Our Visit to Echizen Town, Fukui

Last weekend was a three-day holiday, so we decided to get away in our Will Cypha and put its new tires to the test. Tristy's parents-in-law run a minshuku B&B on the west coast of Japan's rugged Fukui province, less than 200 km away from us, so we decided to make a trip out there. Unfortunately, it turned out that the crab (and therefore tourist) season had just ended (the season for fishing crab off the local coast runs Nov-Feb) and the minshuku was closed for business, but by coincidence Tristy was planning to go up the same weekend and twisted her mother-in-law's arm to let us come, too.
YK was very excited. He'd never been to Fukui and was salivating at the thought of all the fresh seafood which would undoubtedly come his way.
He wasn't disappointed. Our hosts were incredibly generous, preparing a huge feast the night we arrived of sashimi (crab, buri, squid, sweet shrimp), mounds of large and small cooked crab (male and female), as well as grilled sole, pickled fish and fish roe. One of the chief families in Echizen Town, they all (from great-grandmother, to cousins, nephews and uncles) play some kind of role in the seafood industry. Some are fishermen, others are fish packers and processors, supplying sashimi and cooked seafood to their regulars, supermarkets and restaurants in the prefecture and even setting up shop across in Shandong, China, with a fish-processing unit that sends seafood back to consumers in Japan. The family business has been running thirty years or more and is clearly a way of life. As with so many successful family-run enterprises, however, the question of succession has arisen.

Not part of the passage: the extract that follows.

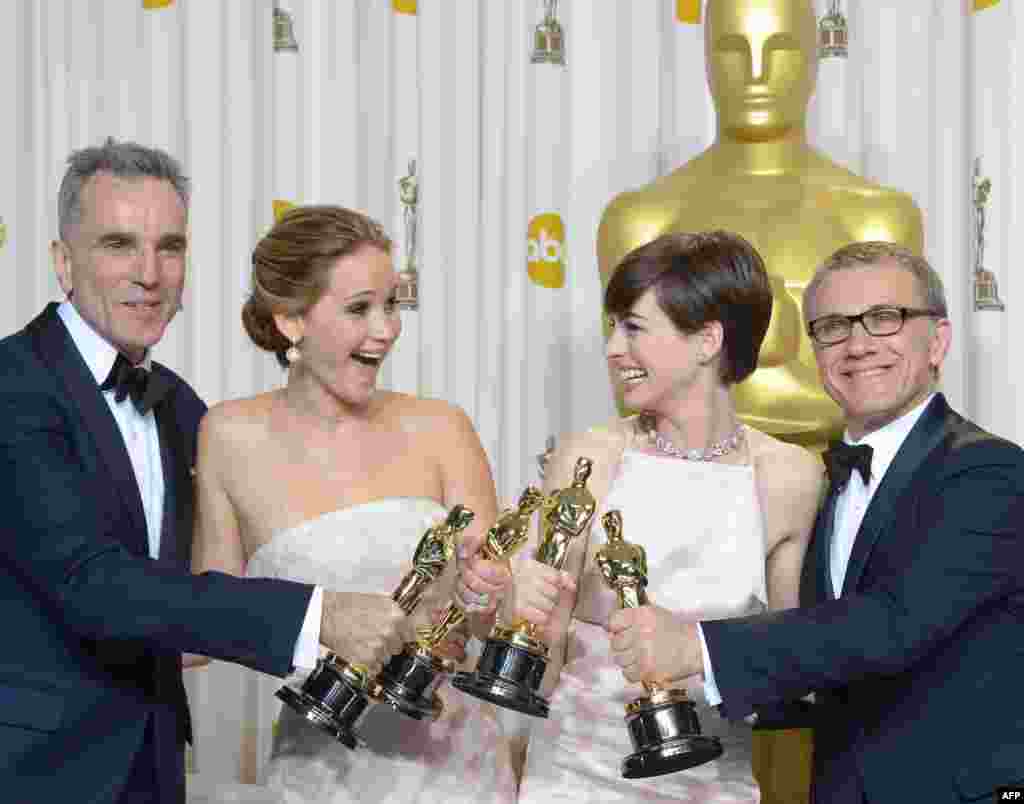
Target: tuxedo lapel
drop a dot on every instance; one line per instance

Tristy's parents-in-law have three children, the eldest of whom is Tristy's husband, but none seem interested in taking on the business. This question seems to weigh on the minds of the family elders in a fishing town where tradition is not taken lightly. There's even a rule which says that properties built on reclaimed land can only be owned by second sons (because first sons inherit).

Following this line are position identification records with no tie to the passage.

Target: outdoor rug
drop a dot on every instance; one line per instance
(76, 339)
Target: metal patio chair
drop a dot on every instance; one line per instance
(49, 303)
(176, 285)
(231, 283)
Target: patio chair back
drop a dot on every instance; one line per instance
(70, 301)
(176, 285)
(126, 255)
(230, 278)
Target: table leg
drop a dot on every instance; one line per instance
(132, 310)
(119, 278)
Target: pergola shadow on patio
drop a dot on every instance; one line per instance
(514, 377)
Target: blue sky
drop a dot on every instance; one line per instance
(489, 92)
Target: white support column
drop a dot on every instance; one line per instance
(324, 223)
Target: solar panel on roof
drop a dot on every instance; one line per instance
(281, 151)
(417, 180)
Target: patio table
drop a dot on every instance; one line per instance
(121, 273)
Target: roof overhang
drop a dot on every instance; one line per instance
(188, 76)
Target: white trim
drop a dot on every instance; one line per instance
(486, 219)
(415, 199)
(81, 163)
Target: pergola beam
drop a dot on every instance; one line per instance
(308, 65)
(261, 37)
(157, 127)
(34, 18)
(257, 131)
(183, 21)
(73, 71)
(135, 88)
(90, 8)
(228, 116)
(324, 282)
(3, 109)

Echizen Town is a working crab town, a narrow strip of densely-packed wood and brick houses, restaurants and ryokan sandwiched between the billowing ocean and the cedar-covered mountains, with the occasional concrete onsen and the Crab Museum, built for the tourists.

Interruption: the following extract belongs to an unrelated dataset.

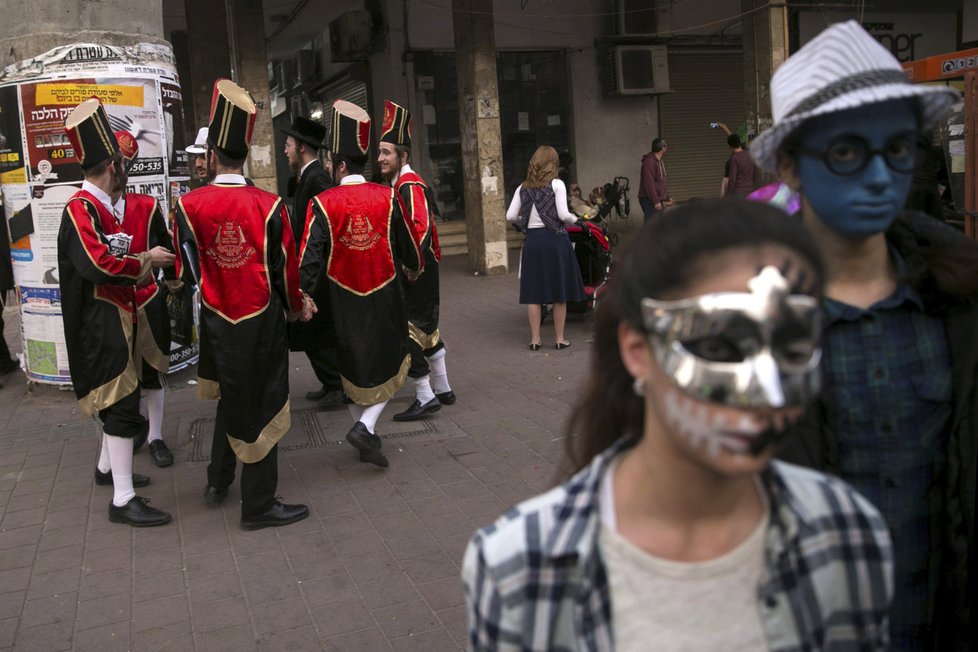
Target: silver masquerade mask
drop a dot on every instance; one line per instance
(743, 349)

Echizen City, not too far away, is a conglomerate of small towns which came together to reinforce the Echizen brand, famous for yaki (pottery), washi (paper) and knives, as well as crab. The Washi no Sato-dori ('a promenade symbolizing Imadate-cho's traditional washi-making industry'), built relatively recently, features a typical-looking washi-maker's house where professionals still produce hand-made paper for sale and a 'Papyrus Kan' where children can have a go at making their own paper. In the fading light of a stormy day, it encapsulated all that is lovely about the Japanese aesthetic. Rain dripped from wooden eaves, gravel glistened, and the last washi-maker respectfully pulled the heavy, sliding wooden doors closed and hurried up the path with a nod, her apron flapping. Tristy is a tad cynical and would no doubt laugh and call me sentimental. She dismisses such stuff as tourist nonsense. But I liked it.